Utilizing state-of-the-art manufacturing processes to execute a clean and robust weld line is a critical aspect of producing a high-performance TEC.

A high-quality weld line is crucial because the armour provides a physical barrier against the wellbore fluids. If the weld line fails, then a catastrophic failure will occur.

TEC flexibility and increased mechanical performance are high on the list of favourable TEC characteristics as well. TEC that has been work hardened during the manufacturing process can cause significant installation challenges when working in tight spaces at the tubing hanger, wellhead, and especially when terminating wellhead outlets.

TEC Conductor

The primary function of the TEC conductor is to provide a power and communication pathway between the downhole gauge and the surface electronics. The conductor design and quality of the raw materials significantly impact the survivability of TEC.

The following picture highlights our 4mm (0.160”) TEC and a Competitor 4mm (0.160″) TEC.

TEC-Conductor-Comparison-Competitor

Some points to note the significant quality differences:

  • Our 4mm (0.160″) TEC utilizes a high-quality AWG 18 conductor (Stranded 19 x AWG30 Tinned Cu Wire) while the Competitor TEC uses a much lower quality AWG 18 conductor (Stranded 7 x AWG26 Non-Tinned).

The design of the conductor contributes to its handling performance. Our TEC conductor utilizes a higher number of smaller gauge AWG 30 wire to make up the total Conductor size. This design increases TEC flexibility significantly.

TEC designs that use a smaller number of thicker stands lead to much stiffer TEC formats. These stiffer conductors increase the stress on the insulation and armour weld line leading to an increased potential for failure. 

An increased number of smaller diameter wire stands that make up the TEC conductors improve the ductile performance. Increased flexibility is more favorable in completions with high levels of vibration and tubing string movement. Increased ductility performance allows the TEC to stretch or pinch, while keeping mechanical and electrical integrity.

The following performance tests will highlight this importance.  

TEC Crush Perfomance Test

Under most well installations or dynamic production scenarios, TEC is damaged via crush events, tubing movement, or vibration wear.
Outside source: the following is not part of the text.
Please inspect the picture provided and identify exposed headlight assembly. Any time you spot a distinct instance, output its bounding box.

Encapsulation provides an additional layer of protection for higher vibration environments. The previous pictures comparing our 4mm (0.160″) TEC to the competition clearly illustrate a significant difference in quality.

Another way to showcase this quality variation is to conduct TEC crush tests. Here at GEO PSI we follow the UL 2225 UL standard, utilizing the crush test procedure defined in UL 1569.
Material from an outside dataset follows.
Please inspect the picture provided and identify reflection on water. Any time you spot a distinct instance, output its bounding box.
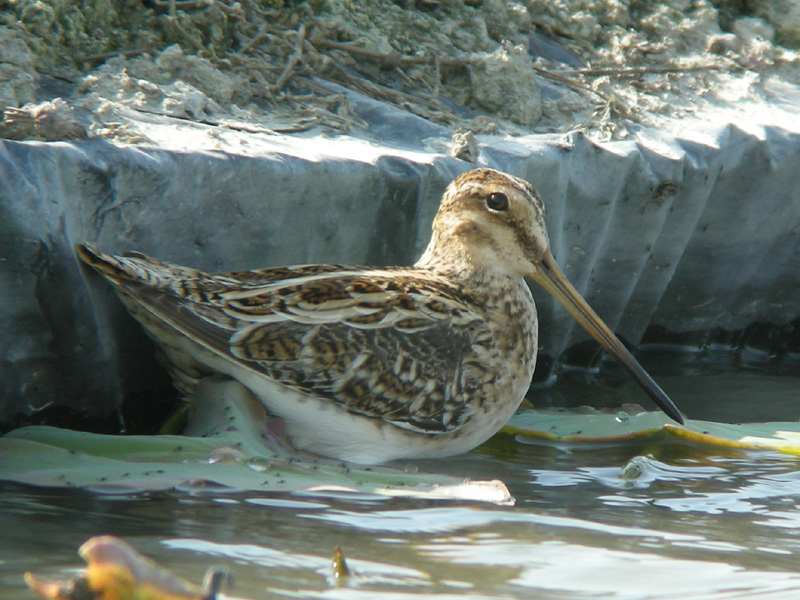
[0,366,800,600]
This standard requires the TEC to withstand a crushing force of up to 1500 Lb-F (Pound-Force). For this report, each test continued past the 1,500 lbs to catastrophic failure. The diagram below illustrates the test apparatus used to conduct crush tests.

Crush-Test-Illustration-GEO-PSI

Figure 2: TEC Crush Test Illustration

These crush test results illustrate that our 4mm (0.160″) TEC outperformed the Competitor TEC by more than three times. The reason for this significant difference is design geometry, higher quality raw materials, state-of-the-art manufacturing processes, and best-in-class QA/QC.
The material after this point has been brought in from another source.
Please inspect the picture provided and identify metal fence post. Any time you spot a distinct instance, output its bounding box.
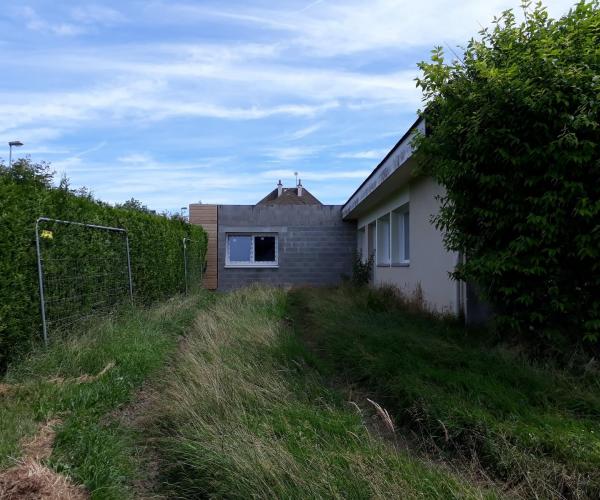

The graph below illustrates these test results.

TEC-Crush-Test-Results-GEO-PSI

Figure 3: 4mm (0.160″) TEC Crush Test Results Graph (GEO PSI vs. Competitor E)

Interestingly, as both TEC’s were taken to catastrophic failure during crush tests one performed significantly better than the other.

The positive observation was that our TEC kept its integrity with no fissures or breakage while the competitor’s TEC split along the weld line. These results further highlight the significant quality difference between TEC’s.   

TEC-Weld-Integrity-After-Crush-GEO-PSI

Conclusion

The conclusion of this post is simple – not all TEC’s are created equally!

There is a justified cost associated with quality, and catastrophic failures associated with sub-par products are a real risk for consideration.